Damit die privathältige Partei über die richtigen Anreize verfügt, um Dienstleistungen auf dem von der Beschaffungsbehörde vorgesehenen Leistungsniveau zu erbringen, sollte ihre Vergütung ohne Kosten steigen, wenn sie sich diesen Niveaus nähert. Darüber hinaus sollten anhaltende signifikante Abweichungen von den beabsichtigten Leistungsniveaus zu einer Vertragsauflösung führen, wobei Kündigungszahlungen so gestaltet sind, dass das Beenden des Projekts für die private Partei nie eine einfache Lösung ist. In diesem Abschnitt wird ausführlicher beschrieben, wie viele PPP-Vertragstypen unter der Definition von KKP in diesem Referenzhandbuch verwendet werden. und einige der gebräuchlicheren Terminologie, die weltweit verwendet wird, um KKP zu beschreiben. Es sei darauf hingewiesen, dass keines dieser Vertragsbeispiele als KKP anzusehen ist, wenn die Einnahmen der privaten Gegenpartei auf Kosten-Plus-Basis liegen, die die tatsächlich entstandenen Kosten und nicht die vorab vereinbarten Beträge widerspiegeln. Die Zahlung auf dieser Basis birgt wenig, wenn überhaupt, Risiken. Die Regierung sollte prüfen, ob die potenziellen Vorteile des DBF-Vertrags die höheren Kosten der Finanzierung ausgleichen werden. Auch wenn das Kreditrisiko in der Regelung sehr begrenzt ist (im Wesentlichen im Zusammenhang mit Baubegriffen), wird es eine Zinsprämie gegenüber den Kosten der direkten öffentlichen Verschuldung des öffentlichen Sektors geben. Die Konzession wird für eine Reihe von Vertragsarten verwendet, wie in Delmon beschrieben (Delmon 2010, Kasten 1 auf Seite 9). In einigen Rechtsordnungen kann die Konzession eine bestimmte Art von Vertrag implizieren; während in anderen es weiter verbreitet ist.

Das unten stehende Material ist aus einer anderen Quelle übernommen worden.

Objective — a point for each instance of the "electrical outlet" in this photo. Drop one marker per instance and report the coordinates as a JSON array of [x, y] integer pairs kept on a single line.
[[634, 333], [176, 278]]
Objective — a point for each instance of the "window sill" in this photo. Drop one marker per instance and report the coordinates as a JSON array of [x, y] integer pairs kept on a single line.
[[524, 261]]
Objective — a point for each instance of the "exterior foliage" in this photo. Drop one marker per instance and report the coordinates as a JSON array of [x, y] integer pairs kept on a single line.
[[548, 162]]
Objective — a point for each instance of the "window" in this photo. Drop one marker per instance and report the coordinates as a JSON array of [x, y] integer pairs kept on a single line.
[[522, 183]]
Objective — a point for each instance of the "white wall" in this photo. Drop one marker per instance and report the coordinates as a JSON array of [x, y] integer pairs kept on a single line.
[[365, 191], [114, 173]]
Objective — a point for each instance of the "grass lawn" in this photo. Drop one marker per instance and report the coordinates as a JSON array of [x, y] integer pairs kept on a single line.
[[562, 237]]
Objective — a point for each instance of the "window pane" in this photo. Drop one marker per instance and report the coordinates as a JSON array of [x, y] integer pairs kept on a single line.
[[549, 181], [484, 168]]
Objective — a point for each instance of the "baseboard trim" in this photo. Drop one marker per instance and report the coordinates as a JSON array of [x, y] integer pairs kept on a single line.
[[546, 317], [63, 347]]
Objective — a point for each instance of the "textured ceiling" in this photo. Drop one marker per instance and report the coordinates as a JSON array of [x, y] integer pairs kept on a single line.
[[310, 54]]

Im PPP-Kontext wird eine Konzession hauptsächlich verwendet, um eine PPP für Benutzerzahlungen zu beschreiben. In Brasilien beispielsweise gilt das Konzessionsgesetz nur für Nutzungsverträge; ein eigenes ÖPP-Gesetz regelt Verträge, die eine gewisse Zahlung vom Staat erfordern. Auf der anderen Seite wird die Konzession manchmal als Sammelbegriff verwendet, um eine breite Palette von ÖPP-Typen zu beschreiben – beispielsweise wurden alle jüngsten ÖPP in Chile im Rahmen des Konzessionsgesetzes umgesetzt, einschließlich vollständiger Verträge über staatliche Zahlungen. Obwohl der private Sektor Finanzmittel für den Ausbau der Infrastruktur bereitstellt, unterliegt diese Finanzierung nicht materiell dem Projektleistungsrisiko – nur dem Baurisiko. Es wird also nicht als private Finanzierung für die Zwecke dieses PPP-Zertifizierungsleitfadens angesehen.